Müslümanlık bir inanç işi ve dinsel bütün inançlar gibi büyük ölçüde ailede başlayan bir eğitimle oluşuyor. Türkiye'de doğan ve yaşayan bir çocuğun çok özel bazı durumlar dışında Müslüman olmayarak şahsiyetini bulması pek düşünülecek bir şey değil. Bazı entelektüellerin sahip oldukları aşırı "septik" tavır nedeniyle bırakın Müslümanlığı çocuklarına dinle ilgili herhangi bir bilgi vermediklerini biliyorum. Ya da bazı insanların kendi kişiliklerini oluşturduktan sonra dinsel inanışları konusunda kendi kararlarını verdikleri de malum. İnsanlar dinle ilişkilerini "deizm, ateizm, agnostisizm" şeklinde tanımlayabilir. Kimsenin bir diyeceği de olamaz.
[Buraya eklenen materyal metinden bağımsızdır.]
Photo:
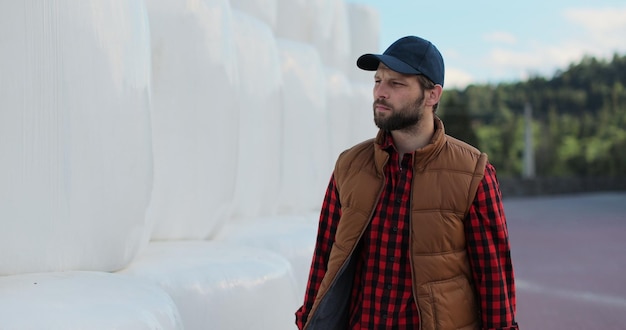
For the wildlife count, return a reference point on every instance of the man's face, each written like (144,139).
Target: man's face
(398,100)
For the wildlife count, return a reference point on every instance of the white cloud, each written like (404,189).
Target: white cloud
(456,78)
(602,29)
(596,32)
(500,37)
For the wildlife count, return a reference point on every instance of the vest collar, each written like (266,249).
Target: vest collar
(421,156)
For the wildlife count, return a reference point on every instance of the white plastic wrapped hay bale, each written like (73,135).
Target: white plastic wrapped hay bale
(76,169)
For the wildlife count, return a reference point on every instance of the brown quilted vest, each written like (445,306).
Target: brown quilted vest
(446,176)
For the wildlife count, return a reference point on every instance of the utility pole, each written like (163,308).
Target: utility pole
(529,153)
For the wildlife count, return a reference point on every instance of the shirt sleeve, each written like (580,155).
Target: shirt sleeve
(490,255)
(329,218)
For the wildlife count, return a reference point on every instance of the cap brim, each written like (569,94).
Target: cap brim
(369,62)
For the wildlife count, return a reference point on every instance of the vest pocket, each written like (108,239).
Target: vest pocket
(448,305)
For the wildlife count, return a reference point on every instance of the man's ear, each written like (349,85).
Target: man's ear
(433,96)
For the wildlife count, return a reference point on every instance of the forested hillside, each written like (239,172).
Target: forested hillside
(579,120)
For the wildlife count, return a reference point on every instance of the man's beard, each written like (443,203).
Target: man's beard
(400,119)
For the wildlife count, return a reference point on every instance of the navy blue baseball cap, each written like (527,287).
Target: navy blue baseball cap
(408,55)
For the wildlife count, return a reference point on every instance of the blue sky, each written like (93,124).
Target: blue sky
(496,41)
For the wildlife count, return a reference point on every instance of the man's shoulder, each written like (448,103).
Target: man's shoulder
(462,147)
(359,152)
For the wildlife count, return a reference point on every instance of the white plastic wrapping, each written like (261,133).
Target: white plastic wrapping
(195,117)
(75,145)
(306,162)
(84,300)
(293,20)
(260,123)
(340,103)
(292,237)
(364,37)
(221,286)
(330,33)
(264,10)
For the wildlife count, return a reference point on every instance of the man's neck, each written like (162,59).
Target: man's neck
(413,138)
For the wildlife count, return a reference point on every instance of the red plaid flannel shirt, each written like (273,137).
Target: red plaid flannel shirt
(382,296)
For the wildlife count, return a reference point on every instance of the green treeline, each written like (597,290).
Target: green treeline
(578,120)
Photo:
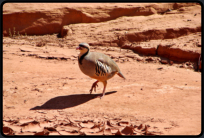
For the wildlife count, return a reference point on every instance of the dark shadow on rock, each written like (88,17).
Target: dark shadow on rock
(62,102)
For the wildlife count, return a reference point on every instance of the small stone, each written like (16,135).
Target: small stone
(164,61)
(139,59)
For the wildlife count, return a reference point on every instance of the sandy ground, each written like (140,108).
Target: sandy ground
(165,98)
(45,93)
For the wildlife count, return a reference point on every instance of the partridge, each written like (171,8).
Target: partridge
(97,66)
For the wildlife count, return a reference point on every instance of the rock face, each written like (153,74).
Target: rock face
(145,28)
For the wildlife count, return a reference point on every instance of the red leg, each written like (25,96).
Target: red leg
(94,86)
(104,83)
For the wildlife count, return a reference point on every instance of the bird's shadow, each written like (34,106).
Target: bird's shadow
(62,102)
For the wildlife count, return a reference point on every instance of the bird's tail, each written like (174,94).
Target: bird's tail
(121,75)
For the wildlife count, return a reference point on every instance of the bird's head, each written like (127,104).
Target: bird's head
(83,47)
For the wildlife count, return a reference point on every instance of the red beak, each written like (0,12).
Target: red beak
(78,48)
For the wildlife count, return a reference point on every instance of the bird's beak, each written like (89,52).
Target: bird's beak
(78,48)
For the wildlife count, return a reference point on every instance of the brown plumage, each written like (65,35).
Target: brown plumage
(97,65)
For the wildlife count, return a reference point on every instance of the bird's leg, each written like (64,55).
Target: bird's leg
(94,86)
(104,83)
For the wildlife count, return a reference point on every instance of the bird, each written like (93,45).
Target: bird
(97,66)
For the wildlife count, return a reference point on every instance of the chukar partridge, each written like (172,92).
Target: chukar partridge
(97,65)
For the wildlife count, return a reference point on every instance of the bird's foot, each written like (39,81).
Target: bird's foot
(94,87)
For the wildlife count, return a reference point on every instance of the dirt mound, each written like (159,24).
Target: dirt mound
(38,21)
(157,46)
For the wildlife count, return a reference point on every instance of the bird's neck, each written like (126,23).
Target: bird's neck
(82,55)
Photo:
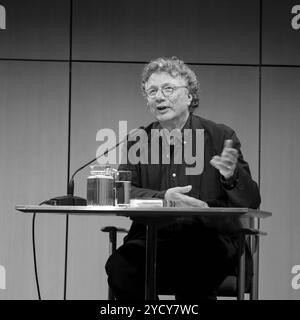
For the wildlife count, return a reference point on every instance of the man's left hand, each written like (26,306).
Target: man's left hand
(226,163)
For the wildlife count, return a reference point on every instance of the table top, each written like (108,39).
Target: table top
(145,211)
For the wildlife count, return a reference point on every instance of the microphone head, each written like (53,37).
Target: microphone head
(135,132)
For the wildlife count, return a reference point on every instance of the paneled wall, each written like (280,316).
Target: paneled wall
(70,68)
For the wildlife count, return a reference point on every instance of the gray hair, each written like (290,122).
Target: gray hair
(174,67)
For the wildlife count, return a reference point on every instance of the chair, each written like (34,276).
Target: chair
(232,286)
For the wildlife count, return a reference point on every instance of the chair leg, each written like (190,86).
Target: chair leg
(254,281)
(241,271)
(112,249)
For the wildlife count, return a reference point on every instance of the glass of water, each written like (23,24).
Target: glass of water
(122,188)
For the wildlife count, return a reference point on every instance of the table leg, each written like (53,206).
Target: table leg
(151,250)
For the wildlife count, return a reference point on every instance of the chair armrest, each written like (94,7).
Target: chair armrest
(113,229)
(251,231)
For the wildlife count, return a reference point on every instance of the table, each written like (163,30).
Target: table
(151,217)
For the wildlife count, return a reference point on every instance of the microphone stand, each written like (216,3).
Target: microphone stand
(70,199)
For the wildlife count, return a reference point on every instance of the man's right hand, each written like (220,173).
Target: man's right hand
(177,194)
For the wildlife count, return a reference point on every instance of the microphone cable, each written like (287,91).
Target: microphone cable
(34,257)
(34,254)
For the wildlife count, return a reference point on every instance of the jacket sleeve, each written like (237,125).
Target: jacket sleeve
(241,189)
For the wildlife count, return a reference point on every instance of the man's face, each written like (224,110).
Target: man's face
(173,108)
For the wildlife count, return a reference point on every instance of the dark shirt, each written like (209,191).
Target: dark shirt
(152,180)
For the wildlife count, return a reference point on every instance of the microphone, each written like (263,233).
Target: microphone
(70,199)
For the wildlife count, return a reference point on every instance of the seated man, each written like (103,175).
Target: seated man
(193,255)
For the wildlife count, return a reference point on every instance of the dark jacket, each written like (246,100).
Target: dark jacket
(152,180)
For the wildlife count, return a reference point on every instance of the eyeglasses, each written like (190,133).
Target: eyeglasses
(167,91)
Bununla birlikte benim neredeyse değişmeyen temel görüşüm, Türkiye'de doğup yaşamış birisinin ne yaparsa yapsın, neye inanırsa inansın kültürel Müslüman olma özelliğini yitirmeyeceğidir. (Bu "azınlıklar" için de geçerli bir durumdur.) Başka türlü nasıl olabilir? İyi kötü Müslüman bir aileye doğmuş, aileden birisini namaz kılarken görmüş, bayramları yaşamış, el öpmüş, kandil simidi yemiş, günde beş defa ezan sesini duymuş, camilere girip çıkmış, cenaze kaldırmış, mevlit duymuş, Kuran dinlemiş birisinin kendini bütünüyle Müslümanlığın dışında tanımlaması, kişisel planda olsa da kültürel formasyon olarak kabul edilebilecek bir şey değil.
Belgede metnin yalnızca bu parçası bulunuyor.